However, currently there are only smooth rubber carpets available and examples are shown at the end of this article.
The rubber crumb is processed to produce smooth rubber carpets on rolls. These can have a soft or hard backing, and are usually stuck to the floor using special glue. They can also be laid atop of underlay if increased insulation qualities and resilience is required.
Rubber carpets are slip-resistant and can be used in many applications such as kitchens, bathrooms, entrance ways, offices and hospital wards where durability and non-slip properties are required.
Carpet tiles are also produced from the rubber crumb, in various colors, sizes and in smooth or piled finish, with a slip-resistant rubber also processed from crumb.
These are easily fitted to the floors of any room in the house and have the advantage over carpet in that a single tile can be replaced if damaged, rather than changing a complete carpet.

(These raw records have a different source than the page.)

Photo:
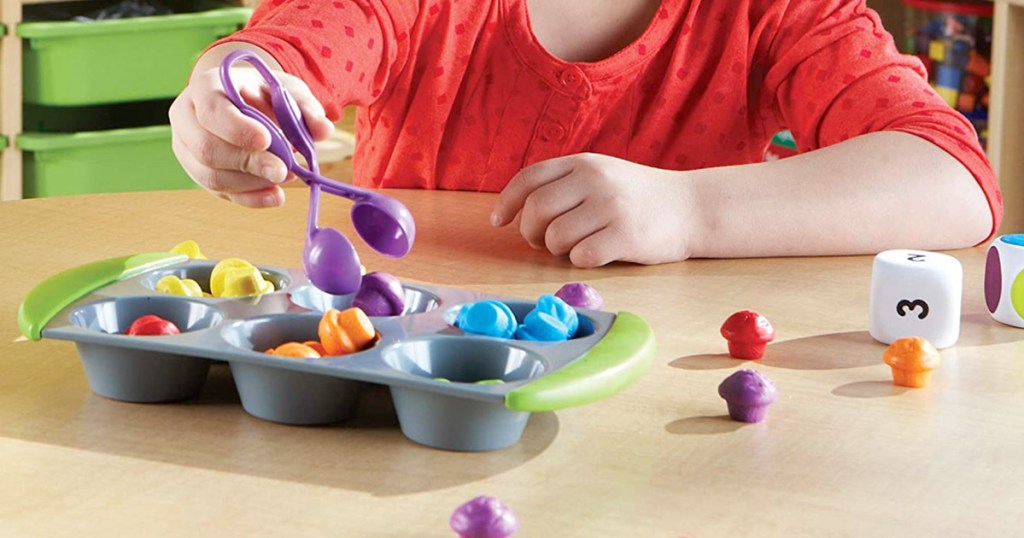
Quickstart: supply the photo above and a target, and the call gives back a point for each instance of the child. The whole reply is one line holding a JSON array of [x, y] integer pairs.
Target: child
[[628, 130]]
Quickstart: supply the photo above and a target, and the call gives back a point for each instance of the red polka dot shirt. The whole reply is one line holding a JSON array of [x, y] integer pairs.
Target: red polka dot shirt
[[461, 95]]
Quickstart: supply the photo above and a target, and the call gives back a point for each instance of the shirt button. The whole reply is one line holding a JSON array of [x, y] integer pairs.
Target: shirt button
[[569, 78], [552, 132]]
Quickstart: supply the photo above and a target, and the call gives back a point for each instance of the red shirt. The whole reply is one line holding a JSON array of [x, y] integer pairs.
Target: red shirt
[[461, 95]]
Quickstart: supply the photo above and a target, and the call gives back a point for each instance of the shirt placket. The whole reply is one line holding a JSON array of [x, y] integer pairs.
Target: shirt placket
[[570, 91]]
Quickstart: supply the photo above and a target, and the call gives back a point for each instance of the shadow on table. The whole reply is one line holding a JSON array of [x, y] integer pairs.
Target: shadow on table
[[881, 388], [702, 425], [369, 453]]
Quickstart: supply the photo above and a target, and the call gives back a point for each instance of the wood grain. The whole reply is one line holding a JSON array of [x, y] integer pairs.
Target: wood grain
[[843, 453]]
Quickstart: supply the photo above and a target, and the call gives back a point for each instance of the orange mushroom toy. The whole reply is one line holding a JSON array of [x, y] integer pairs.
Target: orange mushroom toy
[[295, 350], [347, 331], [749, 333], [912, 360]]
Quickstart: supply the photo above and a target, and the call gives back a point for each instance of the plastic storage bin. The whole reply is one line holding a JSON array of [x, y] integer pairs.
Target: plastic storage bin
[[147, 57], [118, 160], [953, 39]]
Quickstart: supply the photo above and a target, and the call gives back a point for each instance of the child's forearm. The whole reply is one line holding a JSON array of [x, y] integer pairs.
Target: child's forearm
[[880, 191]]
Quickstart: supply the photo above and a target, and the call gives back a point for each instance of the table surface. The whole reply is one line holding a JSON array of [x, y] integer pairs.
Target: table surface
[[844, 452]]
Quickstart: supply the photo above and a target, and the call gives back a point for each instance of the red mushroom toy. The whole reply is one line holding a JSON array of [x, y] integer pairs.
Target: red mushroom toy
[[749, 333]]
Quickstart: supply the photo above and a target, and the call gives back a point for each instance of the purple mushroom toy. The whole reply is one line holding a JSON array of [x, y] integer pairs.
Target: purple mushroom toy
[[581, 295], [483, 516], [748, 392], [380, 294]]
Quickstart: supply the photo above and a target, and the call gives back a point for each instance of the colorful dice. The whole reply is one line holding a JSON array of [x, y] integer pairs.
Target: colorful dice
[[1005, 280]]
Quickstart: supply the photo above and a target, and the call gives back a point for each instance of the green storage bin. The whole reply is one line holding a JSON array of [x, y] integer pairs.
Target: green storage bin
[[146, 57], [119, 160]]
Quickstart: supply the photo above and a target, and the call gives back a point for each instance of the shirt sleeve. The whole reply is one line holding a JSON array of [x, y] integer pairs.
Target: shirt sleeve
[[833, 72], [345, 50]]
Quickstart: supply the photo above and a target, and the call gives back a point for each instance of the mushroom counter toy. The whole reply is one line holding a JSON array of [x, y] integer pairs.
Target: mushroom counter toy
[[912, 360], [748, 392], [749, 333], [483, 516]]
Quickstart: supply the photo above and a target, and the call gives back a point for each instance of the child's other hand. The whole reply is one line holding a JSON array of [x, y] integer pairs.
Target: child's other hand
[[599, 209], [225, 152]]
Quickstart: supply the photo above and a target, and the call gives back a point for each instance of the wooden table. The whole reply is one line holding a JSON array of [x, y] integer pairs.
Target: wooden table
[[843, 453]]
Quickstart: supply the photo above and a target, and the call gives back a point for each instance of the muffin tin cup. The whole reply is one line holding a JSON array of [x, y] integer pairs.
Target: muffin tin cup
[[451, 390], [457, 423], [278, 395], [451, 423], [146, 377], [142, 375], [293, 398]]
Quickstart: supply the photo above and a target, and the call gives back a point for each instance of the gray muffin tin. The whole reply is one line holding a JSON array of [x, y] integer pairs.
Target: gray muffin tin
[[412, 350]]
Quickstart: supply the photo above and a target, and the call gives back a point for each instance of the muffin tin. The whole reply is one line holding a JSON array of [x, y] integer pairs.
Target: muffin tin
[[92, 304]]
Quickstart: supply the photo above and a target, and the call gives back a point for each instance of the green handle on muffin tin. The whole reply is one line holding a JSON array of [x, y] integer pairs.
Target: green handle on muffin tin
[[611, 365], [51, 295]]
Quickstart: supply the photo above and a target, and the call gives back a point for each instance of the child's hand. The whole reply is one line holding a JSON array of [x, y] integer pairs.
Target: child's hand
[[225, 152], [599, 209]]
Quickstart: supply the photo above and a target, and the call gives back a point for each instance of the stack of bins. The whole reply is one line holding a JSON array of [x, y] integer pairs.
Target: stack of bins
[[96, 94]]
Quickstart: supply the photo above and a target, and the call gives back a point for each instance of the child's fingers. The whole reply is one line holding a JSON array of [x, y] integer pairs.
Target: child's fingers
[[597, 249], [545, 204], [512, 198], [217, 154], [217, 114], [571, 228], [222, 181]]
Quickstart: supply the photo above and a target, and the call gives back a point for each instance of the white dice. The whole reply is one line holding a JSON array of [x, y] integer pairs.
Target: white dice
[[1005, 280], [915, 293]]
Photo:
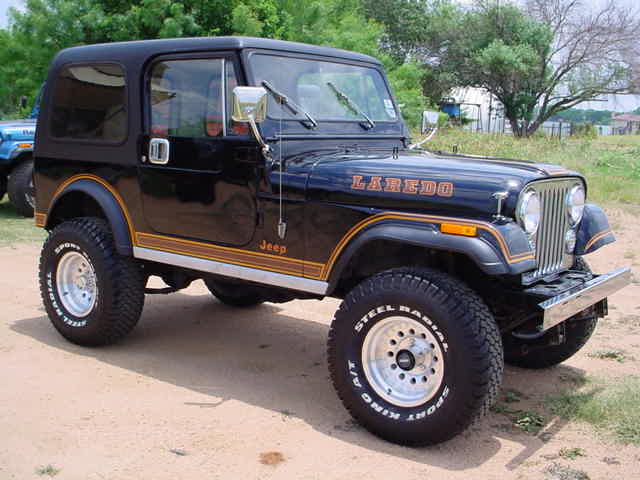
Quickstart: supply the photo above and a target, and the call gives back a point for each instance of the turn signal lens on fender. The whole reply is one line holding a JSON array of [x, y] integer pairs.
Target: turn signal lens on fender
[[457, 229]]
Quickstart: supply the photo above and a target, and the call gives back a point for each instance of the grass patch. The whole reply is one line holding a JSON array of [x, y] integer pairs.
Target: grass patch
[[617, 355], [527, 421], [572, 453], [611, 164], [47, 470], [15, 228], [613, 407], [557, 471]]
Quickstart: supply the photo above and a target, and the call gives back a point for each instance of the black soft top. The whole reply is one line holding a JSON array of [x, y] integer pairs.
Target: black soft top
[[141, 50]]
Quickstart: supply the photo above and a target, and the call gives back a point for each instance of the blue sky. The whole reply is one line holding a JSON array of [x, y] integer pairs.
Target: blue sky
[[618, 102]]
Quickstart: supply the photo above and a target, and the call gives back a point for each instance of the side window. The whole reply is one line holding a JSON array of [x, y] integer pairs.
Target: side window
[[188, 98], [89, 103]]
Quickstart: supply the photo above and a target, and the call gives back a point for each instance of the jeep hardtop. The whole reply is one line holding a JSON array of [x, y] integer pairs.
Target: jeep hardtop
[[276, 171]]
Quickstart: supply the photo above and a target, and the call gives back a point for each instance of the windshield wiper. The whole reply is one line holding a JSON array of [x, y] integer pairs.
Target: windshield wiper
[[342, 97], [293, 107]]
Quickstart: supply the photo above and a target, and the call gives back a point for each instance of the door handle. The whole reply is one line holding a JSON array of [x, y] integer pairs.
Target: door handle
[[159, 151]]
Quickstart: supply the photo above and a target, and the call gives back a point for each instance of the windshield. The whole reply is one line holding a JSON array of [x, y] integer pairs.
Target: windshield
[[308, 83]]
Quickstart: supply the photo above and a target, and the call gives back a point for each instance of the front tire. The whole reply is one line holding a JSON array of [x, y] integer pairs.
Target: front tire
[[415, 356], [93, 295], [21, 188]]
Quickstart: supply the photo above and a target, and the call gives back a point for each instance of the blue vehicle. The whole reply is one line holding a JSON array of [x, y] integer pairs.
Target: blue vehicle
[[16, 161]]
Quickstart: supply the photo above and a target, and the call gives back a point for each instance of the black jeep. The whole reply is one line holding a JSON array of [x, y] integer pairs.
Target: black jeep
[[275, 171]]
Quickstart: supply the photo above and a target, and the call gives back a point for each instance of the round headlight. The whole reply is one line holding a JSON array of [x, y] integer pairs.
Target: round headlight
[[529, 212], [575, 204], [570, 241]]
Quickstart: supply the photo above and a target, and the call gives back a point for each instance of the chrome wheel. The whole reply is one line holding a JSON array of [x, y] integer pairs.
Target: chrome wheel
[[76, 283], [403, 361]]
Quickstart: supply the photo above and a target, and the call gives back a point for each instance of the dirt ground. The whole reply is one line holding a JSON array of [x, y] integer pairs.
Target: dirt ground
[[204, 391]]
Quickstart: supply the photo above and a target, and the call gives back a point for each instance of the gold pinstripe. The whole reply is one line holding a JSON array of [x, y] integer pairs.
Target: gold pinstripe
[[597, 237]]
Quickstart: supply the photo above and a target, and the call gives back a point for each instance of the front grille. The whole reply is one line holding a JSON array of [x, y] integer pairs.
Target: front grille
[[549, 240]]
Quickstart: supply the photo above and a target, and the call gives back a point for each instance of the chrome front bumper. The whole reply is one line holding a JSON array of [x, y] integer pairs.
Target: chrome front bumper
[[557, 309]]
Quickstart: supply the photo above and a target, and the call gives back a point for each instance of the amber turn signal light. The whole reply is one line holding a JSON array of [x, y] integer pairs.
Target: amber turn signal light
[[457, 229]]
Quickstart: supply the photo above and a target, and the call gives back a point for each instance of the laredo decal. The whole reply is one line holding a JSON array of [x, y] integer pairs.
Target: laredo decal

I have shown some examples of carpet tiles produced from 100% recycled tires in the end section.
- Foam Rubber in Rolls
Foam rubber is also produced in rolls being used to manufacture duracushion (carpet underlay) in various densities to suit different applications. This underlay is superior to the convention synthetic foam rubber underlay, having better insulation and support properties, along with increased compression resistance and durability.
Some rubber components smell like the inside of a tire supply store, but the rubber vulcanization process used in domestic floor coverings to eliminate any hazardous elements also reduce rubber smells.
In the final process, floor coverings are sealed with urethane to promote durability and stain resistance as well ensuring that there are no rubber aromas in the finished product.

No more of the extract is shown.